Have you heard the term Expected Family Contribution on TV or on social media and wondered what exactly it is, and does it matter to your child and your family?
I am here to tell you that it is an important concept to understand because it is the first piece of the puzzle when you start to think about college affordability for your family.
What Is The EFC?
When you submit the Free Application for Federal Student Aid (FAFSA), you are sharing financial data for both the student and the parent(s) as well as some demographic and other family information. This information is put into a formula that calculates your Expected Family Contribution (EFC). In fact, after you hit submit, the confirmation page that follows tells you exactly what your EFC is. (So, print this page for your records!)
Now let’s define EFC. It is the annual minimum amount that the college thinks you can afford to pay for one year of college. I want to emphasize that it is not the amount you will have to pay. Your responsibility according to the college could be more than this and often is. I also want to emphasize that this is for one year of college not all four years. You will be required to submit the FAFSA each year. A new EFC will be calculated for each year your child is in college.
When I work with parents, I create three different EFC estimates as part of the financial planning work I do. Through the years, working with hundreds of families, I have never had a parent who agrees with their EFC estimates. I always get the question, “Peg, this is for all four years, right?”

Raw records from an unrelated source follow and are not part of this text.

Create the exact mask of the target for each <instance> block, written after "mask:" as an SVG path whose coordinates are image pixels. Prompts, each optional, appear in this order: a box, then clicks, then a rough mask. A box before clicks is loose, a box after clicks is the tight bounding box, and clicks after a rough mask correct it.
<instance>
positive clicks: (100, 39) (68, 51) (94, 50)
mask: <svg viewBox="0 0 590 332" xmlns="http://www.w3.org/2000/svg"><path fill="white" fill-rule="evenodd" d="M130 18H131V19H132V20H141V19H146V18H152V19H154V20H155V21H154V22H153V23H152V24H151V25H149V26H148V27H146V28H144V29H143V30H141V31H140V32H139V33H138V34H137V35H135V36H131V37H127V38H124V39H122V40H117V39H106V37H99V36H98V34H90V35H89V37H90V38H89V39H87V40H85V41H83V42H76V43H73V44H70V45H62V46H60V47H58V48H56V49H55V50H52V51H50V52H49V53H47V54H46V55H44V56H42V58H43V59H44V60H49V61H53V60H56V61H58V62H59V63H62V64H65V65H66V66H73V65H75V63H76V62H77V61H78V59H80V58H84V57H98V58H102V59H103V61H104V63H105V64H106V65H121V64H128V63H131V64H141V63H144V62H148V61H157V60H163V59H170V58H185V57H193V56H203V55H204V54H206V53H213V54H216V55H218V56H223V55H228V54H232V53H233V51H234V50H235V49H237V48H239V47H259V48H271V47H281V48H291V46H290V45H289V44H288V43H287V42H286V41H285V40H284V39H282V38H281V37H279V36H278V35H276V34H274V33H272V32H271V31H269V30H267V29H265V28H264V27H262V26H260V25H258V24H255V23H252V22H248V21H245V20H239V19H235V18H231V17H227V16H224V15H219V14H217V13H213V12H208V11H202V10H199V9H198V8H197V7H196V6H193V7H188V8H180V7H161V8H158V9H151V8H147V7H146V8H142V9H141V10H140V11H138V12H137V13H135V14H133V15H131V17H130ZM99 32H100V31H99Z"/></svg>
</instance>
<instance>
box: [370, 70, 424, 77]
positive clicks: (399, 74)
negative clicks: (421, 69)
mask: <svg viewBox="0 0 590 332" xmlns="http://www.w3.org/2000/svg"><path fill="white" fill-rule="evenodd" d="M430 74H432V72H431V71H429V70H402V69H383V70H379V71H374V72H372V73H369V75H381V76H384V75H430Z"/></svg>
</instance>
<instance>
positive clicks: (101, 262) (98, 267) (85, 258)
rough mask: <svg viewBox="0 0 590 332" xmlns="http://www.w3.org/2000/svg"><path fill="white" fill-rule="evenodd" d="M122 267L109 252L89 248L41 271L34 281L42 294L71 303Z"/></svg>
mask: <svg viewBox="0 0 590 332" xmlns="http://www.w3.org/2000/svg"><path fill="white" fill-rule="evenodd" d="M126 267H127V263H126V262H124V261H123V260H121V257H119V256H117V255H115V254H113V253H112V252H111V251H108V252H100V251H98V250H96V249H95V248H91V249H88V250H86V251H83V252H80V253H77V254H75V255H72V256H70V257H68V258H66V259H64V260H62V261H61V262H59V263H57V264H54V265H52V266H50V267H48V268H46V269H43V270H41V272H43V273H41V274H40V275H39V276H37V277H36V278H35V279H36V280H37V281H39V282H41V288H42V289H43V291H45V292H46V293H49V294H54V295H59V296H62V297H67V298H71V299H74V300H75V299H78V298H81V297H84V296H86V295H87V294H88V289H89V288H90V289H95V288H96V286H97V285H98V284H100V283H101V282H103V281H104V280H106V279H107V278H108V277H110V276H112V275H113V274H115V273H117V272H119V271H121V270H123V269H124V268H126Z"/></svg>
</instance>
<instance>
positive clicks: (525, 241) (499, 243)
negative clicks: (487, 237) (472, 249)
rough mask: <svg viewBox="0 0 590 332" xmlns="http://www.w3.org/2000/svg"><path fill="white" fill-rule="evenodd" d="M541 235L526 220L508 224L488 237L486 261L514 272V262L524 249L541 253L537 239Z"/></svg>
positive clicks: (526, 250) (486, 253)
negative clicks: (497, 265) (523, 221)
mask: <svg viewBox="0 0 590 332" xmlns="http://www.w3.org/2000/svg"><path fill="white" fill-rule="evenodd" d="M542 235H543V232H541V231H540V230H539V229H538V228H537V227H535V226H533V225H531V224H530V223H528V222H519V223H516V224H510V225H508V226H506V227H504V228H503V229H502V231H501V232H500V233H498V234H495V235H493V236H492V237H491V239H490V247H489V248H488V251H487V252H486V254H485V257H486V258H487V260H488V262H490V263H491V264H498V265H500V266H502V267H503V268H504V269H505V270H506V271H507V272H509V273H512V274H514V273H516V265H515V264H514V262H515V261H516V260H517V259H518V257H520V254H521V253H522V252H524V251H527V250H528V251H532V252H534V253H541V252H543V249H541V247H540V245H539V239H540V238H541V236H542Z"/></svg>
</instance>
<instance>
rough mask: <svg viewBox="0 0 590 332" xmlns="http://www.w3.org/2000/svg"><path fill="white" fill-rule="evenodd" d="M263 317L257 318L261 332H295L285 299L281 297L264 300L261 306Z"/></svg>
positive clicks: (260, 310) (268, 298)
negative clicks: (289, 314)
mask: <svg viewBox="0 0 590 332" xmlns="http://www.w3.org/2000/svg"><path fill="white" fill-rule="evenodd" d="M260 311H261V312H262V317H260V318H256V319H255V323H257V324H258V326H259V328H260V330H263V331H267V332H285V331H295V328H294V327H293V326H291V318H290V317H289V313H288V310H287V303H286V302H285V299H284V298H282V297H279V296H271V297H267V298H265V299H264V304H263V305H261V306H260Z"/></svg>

The EFC calculation includes parent income and non-retirement assets and student income and non-retirement assets. It also includes values of businesses and/or family farms in some cases. There is also other financial data that may be included (e.g., pre-tax retirement contributions).
Okay now we have established with the EFC is. How is this the first piece in the puzzle?
Colleges use your EFC in the equation:
Cost of Attendance – EFC = Financial Need.
An EFC Example
So, for example, if a college has a cost of attendance of $60,000 and you have an EFC of $30,000 then your financial need would be $30,000. This is an important number to the college because this is how they establish if your family has need-based eligibility. Then the college will attempt to meet some or all of that need with Federal, state, and endowment funds and different types of loans. Hopefully, most of this need will be met so there is less money out of your pocket. Colleges vary in the percent of financial need they meet.
The only way your EFC gets calculated is by submitting the FAFSA. You will not be on the radar of the Financial Aid office unless you submit this form. It is for this reason among others that I strongly recommend you submit the FAFSA.
Now that you are an expert on all things EFC, I want to give you a heads up that this term will disappear starting with the FAFSA that goes live on October 1, 2023.
In December 2020, Congress passed the Coronavirus Relief bill. The FAFSA Simplification Act was embedded in this bill. There are many changes on the horizon for the FAFSA. One of them is a terminology change. Effective in the 2023-2024 school year, the Expected Family Contribution will be called the Student Aid Index (SAI). SAI will still be this first piece in the puzzle and will still be calculated using the FAFSA data submitted by families. This name change came about because there was some confusion with families that they thought the EFC would be what they would be expected to pay due to the name. As I mentioned earlier, this is quite often not the case, so the name change came about as hopefully a better descriptor of what the EFC is. In any event, I don’t want you to be confused if you start seeing the term Student Aid Index (SAI) floating around in the media.
The new equation starting with the 2023-2024 school year for financial aid award packaging will be Cost Attendance – SAI = Financial Need
Learn more about FAFSA changes: FAFSA Changes 2023-24: What You Need To Know
It’s important to start looking at this first piece of the puzzle around college affordability when your child is in their sophomore year in high school, so you are getting ahead of this. Colleges are discounting their sticker prices and one of the tools they use is need-based aid. It’s important to understand as a family if need-based could be a part of your college funding strategy. This will most likely be different from college to college.
I encourage you to take this first step. And, as always, enjoy the journey!